Mit dem ersten Tageslicht waren sie wieder rege, der Bärtige erhob sich, stieß mit dem Fuß die zwei anderen wach, noch immer fiel kein einziges Wort, sie fachten ihr Feuer neu an, verteilten ihre zerbeulten Näpfe darauf, gingen in die Hocke und aßen mit Jagd-messern wortlos ihr Mahl; danach stand der Bärtige auf, stellte sich spreizbeinig vors Feuer und hüllte die beiden anderen in eine stinkende weiße Rauchschwade, worauf sie jäh und ohne Vorwarnung in ein stummes Gerangel ausbrachen, ebenso jäh wieder einhielten, ihre vergammelten Sachen aufhoben und dann westwärts am Fluss entlang weiterzogen.

Sie rüttelte ihn wach ins lautlose Dunkel. Scht, sagte sie. Hör auf zu brüllen.

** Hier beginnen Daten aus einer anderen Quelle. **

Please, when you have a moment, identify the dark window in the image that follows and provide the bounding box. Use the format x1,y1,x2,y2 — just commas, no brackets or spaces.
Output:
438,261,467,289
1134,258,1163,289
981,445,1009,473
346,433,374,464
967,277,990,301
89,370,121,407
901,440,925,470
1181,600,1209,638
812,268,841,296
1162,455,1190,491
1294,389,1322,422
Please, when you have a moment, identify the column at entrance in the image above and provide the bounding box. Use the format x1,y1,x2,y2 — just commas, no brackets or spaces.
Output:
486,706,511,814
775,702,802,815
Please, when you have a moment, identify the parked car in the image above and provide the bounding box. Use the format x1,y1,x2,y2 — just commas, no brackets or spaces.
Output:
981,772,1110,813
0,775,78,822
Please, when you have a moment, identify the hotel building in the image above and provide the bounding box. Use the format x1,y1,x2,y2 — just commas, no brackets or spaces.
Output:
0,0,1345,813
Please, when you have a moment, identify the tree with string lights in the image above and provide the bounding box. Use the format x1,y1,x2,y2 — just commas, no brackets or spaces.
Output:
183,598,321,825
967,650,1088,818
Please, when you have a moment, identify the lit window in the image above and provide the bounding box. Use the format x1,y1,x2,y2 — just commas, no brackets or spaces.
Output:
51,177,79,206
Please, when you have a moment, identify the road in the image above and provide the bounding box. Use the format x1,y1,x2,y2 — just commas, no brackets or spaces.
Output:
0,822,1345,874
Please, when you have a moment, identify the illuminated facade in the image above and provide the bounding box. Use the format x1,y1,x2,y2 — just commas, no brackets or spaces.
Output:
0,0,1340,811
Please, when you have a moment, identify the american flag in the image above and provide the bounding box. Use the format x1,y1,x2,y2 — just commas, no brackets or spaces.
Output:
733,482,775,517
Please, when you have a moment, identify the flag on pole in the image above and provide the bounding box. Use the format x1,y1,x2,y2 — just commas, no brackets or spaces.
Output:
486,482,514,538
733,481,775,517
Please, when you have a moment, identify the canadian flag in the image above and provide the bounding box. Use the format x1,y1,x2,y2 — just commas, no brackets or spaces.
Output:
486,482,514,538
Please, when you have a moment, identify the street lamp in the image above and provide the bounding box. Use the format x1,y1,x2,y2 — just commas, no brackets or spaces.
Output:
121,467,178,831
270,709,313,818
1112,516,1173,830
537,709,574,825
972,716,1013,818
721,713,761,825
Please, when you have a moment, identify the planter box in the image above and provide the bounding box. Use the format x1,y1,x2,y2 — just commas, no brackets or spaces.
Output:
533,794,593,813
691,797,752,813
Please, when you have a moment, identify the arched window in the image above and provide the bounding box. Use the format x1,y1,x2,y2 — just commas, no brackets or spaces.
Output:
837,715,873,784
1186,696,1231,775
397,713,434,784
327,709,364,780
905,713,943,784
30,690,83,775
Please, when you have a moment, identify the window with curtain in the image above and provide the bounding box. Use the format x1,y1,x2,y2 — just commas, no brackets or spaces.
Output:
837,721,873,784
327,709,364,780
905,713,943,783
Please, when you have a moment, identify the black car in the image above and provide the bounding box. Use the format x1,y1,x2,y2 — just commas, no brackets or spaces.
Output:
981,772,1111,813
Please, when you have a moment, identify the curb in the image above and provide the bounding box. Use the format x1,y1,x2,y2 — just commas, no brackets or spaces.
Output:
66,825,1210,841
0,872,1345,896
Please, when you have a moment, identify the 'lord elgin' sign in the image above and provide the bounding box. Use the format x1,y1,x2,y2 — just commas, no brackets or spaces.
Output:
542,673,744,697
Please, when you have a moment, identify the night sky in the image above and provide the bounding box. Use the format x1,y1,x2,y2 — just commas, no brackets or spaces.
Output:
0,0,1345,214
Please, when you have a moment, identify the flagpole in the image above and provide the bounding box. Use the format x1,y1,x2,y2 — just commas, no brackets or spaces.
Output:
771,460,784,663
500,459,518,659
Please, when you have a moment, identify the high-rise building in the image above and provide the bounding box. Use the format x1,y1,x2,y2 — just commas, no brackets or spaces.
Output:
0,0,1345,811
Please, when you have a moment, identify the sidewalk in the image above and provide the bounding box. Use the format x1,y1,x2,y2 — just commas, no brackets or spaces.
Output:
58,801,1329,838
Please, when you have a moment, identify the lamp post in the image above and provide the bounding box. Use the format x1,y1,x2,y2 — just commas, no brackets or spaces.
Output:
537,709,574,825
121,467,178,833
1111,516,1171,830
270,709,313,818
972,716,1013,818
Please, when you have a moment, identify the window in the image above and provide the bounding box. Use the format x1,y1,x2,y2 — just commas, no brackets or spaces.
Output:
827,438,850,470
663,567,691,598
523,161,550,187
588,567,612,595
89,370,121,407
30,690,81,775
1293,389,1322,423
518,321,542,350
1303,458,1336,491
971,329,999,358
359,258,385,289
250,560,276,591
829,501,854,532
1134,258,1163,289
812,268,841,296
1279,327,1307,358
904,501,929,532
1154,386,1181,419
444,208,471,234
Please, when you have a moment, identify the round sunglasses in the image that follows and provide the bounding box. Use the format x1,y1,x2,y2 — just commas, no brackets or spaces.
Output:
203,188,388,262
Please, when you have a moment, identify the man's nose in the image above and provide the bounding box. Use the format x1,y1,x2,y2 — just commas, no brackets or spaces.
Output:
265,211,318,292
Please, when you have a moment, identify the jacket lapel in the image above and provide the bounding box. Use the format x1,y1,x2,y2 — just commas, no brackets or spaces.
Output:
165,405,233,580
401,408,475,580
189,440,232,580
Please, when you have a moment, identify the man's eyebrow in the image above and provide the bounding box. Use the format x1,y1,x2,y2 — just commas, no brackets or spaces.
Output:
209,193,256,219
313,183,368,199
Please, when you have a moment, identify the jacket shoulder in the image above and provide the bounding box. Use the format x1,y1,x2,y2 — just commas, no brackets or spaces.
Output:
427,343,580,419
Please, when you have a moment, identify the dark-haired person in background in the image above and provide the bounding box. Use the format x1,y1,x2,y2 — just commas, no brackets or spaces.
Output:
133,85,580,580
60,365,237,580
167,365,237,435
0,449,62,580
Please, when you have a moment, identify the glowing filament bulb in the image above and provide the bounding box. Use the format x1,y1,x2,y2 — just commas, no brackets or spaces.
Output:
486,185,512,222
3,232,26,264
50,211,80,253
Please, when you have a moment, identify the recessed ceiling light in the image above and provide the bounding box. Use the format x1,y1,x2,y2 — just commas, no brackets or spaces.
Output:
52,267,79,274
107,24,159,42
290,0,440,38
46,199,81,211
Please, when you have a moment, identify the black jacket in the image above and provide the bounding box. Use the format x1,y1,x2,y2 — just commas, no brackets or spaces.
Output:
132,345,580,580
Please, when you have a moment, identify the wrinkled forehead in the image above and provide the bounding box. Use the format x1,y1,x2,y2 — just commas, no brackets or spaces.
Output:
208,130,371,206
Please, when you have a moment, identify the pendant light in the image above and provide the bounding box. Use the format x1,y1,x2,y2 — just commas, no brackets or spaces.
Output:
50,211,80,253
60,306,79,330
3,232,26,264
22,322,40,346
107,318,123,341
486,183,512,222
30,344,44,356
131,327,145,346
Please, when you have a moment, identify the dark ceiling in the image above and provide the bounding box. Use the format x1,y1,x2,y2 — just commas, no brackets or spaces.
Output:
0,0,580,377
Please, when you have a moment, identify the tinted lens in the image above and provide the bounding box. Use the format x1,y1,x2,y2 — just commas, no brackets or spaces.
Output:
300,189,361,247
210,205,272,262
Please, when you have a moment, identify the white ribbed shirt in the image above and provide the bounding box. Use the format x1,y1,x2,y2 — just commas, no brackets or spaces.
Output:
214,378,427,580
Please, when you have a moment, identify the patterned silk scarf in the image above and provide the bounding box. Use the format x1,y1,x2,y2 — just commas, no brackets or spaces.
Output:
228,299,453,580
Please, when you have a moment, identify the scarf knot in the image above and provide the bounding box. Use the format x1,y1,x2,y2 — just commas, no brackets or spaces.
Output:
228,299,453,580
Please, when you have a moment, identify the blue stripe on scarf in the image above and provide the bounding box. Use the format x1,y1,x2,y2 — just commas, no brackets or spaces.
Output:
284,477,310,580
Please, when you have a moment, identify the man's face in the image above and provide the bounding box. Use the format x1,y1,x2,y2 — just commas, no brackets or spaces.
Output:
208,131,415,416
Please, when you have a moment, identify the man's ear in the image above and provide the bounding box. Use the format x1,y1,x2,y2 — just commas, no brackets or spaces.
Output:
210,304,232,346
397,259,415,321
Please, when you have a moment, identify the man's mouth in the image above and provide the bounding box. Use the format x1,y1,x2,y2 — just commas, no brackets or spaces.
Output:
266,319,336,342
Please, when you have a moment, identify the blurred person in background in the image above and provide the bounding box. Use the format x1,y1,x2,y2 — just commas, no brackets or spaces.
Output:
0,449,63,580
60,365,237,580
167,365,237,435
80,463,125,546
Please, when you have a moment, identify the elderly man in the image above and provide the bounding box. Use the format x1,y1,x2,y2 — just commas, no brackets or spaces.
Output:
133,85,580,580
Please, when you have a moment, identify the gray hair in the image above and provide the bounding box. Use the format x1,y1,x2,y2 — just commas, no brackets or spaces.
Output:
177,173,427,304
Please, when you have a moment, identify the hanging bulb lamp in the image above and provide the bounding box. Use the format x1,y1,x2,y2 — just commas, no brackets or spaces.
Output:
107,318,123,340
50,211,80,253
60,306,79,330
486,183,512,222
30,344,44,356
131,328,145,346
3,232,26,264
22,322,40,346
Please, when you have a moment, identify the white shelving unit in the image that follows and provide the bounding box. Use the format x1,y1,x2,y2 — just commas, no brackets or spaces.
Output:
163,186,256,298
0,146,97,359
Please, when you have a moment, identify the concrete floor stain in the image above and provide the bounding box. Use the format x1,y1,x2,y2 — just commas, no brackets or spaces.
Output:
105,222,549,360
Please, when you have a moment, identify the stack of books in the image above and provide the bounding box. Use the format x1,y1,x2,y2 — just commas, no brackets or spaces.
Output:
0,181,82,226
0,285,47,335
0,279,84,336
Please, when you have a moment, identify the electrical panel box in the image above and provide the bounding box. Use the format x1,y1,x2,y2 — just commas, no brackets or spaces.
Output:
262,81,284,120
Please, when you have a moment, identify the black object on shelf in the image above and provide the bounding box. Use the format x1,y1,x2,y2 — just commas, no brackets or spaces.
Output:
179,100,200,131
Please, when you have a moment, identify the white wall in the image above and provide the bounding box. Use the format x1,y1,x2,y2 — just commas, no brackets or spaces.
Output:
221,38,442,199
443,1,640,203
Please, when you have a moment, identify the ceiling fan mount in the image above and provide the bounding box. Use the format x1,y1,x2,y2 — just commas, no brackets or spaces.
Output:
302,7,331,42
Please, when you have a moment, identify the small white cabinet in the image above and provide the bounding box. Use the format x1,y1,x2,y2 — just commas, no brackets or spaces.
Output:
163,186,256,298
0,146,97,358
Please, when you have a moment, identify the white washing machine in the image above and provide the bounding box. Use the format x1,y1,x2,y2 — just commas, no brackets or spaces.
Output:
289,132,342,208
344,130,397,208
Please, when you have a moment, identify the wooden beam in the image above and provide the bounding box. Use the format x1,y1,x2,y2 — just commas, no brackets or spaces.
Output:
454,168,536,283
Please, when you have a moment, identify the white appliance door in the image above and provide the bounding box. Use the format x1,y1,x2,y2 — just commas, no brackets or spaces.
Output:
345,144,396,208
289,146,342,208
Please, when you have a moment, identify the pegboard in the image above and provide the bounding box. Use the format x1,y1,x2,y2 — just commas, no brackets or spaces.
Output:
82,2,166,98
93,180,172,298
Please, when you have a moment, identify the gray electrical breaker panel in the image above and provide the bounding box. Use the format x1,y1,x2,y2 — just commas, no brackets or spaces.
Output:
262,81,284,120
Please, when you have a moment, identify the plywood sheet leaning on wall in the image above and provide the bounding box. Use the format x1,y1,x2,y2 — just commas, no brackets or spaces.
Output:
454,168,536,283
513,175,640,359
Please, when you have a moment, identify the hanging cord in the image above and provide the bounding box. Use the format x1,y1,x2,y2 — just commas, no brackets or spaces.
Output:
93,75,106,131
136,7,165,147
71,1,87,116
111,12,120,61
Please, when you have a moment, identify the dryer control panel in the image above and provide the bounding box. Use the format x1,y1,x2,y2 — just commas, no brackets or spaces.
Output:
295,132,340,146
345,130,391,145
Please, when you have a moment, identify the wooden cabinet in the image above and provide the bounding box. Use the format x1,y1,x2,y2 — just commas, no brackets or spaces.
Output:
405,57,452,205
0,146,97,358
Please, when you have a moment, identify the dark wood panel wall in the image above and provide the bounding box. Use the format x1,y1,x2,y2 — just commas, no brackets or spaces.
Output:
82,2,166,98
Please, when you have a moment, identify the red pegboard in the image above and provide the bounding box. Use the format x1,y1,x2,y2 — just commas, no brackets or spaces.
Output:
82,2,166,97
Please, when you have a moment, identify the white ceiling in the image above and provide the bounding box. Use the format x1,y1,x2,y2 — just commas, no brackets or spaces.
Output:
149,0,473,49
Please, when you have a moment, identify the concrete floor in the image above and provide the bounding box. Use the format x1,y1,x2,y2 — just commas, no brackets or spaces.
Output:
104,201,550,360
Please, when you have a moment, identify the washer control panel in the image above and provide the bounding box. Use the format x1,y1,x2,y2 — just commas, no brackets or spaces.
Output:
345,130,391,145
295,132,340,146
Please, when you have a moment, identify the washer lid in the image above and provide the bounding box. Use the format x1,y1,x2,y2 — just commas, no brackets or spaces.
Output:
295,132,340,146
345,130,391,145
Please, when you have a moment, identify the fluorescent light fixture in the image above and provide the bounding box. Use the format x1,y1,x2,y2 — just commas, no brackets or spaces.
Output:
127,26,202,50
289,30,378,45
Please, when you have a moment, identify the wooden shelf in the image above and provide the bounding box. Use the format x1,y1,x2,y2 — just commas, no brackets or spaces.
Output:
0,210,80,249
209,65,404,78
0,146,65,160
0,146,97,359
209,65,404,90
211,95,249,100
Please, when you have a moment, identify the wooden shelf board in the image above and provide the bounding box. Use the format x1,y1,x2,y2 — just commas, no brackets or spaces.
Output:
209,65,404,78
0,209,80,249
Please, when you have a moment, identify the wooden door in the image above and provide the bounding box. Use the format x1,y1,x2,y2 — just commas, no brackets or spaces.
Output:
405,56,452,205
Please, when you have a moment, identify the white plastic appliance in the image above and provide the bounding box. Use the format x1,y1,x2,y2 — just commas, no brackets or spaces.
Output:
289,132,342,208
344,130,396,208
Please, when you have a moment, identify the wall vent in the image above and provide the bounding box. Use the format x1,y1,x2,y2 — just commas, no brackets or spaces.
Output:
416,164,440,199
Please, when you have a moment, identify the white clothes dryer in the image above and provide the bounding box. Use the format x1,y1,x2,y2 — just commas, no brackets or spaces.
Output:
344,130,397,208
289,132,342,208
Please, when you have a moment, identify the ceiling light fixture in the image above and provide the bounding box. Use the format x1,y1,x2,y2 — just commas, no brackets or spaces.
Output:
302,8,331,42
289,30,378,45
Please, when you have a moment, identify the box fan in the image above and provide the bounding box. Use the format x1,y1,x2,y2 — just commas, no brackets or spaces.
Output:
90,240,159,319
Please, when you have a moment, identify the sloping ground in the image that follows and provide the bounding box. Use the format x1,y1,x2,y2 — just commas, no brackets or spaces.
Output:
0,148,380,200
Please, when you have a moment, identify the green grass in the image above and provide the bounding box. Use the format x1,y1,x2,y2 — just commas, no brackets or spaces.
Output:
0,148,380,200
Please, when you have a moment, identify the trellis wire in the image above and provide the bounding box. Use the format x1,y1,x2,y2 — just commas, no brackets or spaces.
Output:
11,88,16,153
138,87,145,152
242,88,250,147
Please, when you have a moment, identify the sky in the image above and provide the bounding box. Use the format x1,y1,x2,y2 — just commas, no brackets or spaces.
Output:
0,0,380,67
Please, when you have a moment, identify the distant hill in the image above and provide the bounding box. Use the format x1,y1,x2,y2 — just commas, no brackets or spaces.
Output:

Er fuhr hoch. Was?, sagte er. Was?

Sie rüttelte ihn wach, vom Dunkel ins Dunkel, vom tobenden Pöbel unter der schwarzen Sonne in eine noch schmerzensreichere Nacht; leise fluchend saß er aufrecht im Bett, das er mit ihr und der namenlosen Bürde in ihrem Bauch teilte.

Wach aus diesem Traum:

Auf einem öffentlichen Platz stand ein Prophet mit mahnend erhobenen Armen vor einer zerlumpten Menge. Vor einer Abordnung menschlicher Wracks mit blinden verdrehten Augen, schrundigen Gliederstümpfen und schwärenden Wunden. Die Sonne stand kurz vor Beginn einer Eklipse, und der Prophet sprach. Gleich verfinstere sich die Sonne, alle Seelen hier seien, noch ehe sie wieder erscheine, von ihren Gebrechen geheilt. Auch der Träumende befand sich unter den Demütigen, und als der Segen erteilt war und die Sonne allmählich schwarz wurde, drängte er sich nach vorne, hob die Hand und rief. Und ich, rief er. Kann ich geheilt werden? Der Prophet senkte den Blick, wie erstaunt, ihn hier unter den Parias zu sehen. Die Sonne stockte. Der Prophet sagte: Ja, auch du wirst geheilt werden. Da schrumpfte auf einmal das Licht, und Finsternis brach herein wie ein Schrei. Überkroch zuletzt auch die drahtdünne Korona. Die Menschen warteten. Nichts regte sich. Sie warteten lange, es wurde kühl. Oben hingen die Sterne einer anderen Jahreszeit. Unruhe kam auf und Gemurmel. Die Sonne kehrte nicht wieder. Kalt wurde es, noch schwärzer und stiller; einige fingen zu schreien an, einige ließen den Mut sinken; die Sonne tauchte einfach nicht wieder auf. Der Träumende begann sich zu fürchten. Stimmen erhoben sich gegen ihn. Die Menge strömte zu ihm nach vorne, der Mief ihrer Fetzen stieg ihm in die Nase. Noch wilder wimmelten die Schäbigen um ihn herum; er versuchte sich zwischen ihnen zu verbergen, aber sie erkannten ihn auch noch in diesem Schlund der dunklen Verzweiflung und fielen über ihn her mit gellem Geheul.

 

Am nächsten Morgen hörte er schon von weitem im Wald das Glöckchengebimmel des Kesselflickers; er stand auf und wankte zur Tür, um nachzusehen, was für ein neues Übel das sein könnte. Seit ungefähr drei Monaten war niemand zur Hütte gekommen; sooft jemand zufällig oder in unklarer Absicht an diesem abgeschiedenen Ort auftauchte, stürzte er aufgelöst und wie rasend auf die Lichtung hinaus. Einmal die Woche stapfte er vier Meilen weit durch den frischen Frühlingsschlamm zum Laden und wieder zurück, im Gepäck das wenige, das sie benötigten. Maismehl und Petroleum. Süßigkeiten für sie. Als der Kesselflicker in trunkenem Lärm seinen klirrenden Karren über die Lichtung zog, stand der Mann da und wedelte wild mit den Armen, als wolle er einen Fluch abwehren. Der Kesselflicker, ein mit grauem Haarwust gekrönter Gnom, blickte auf und musterte ihn mit milden grauen Augen.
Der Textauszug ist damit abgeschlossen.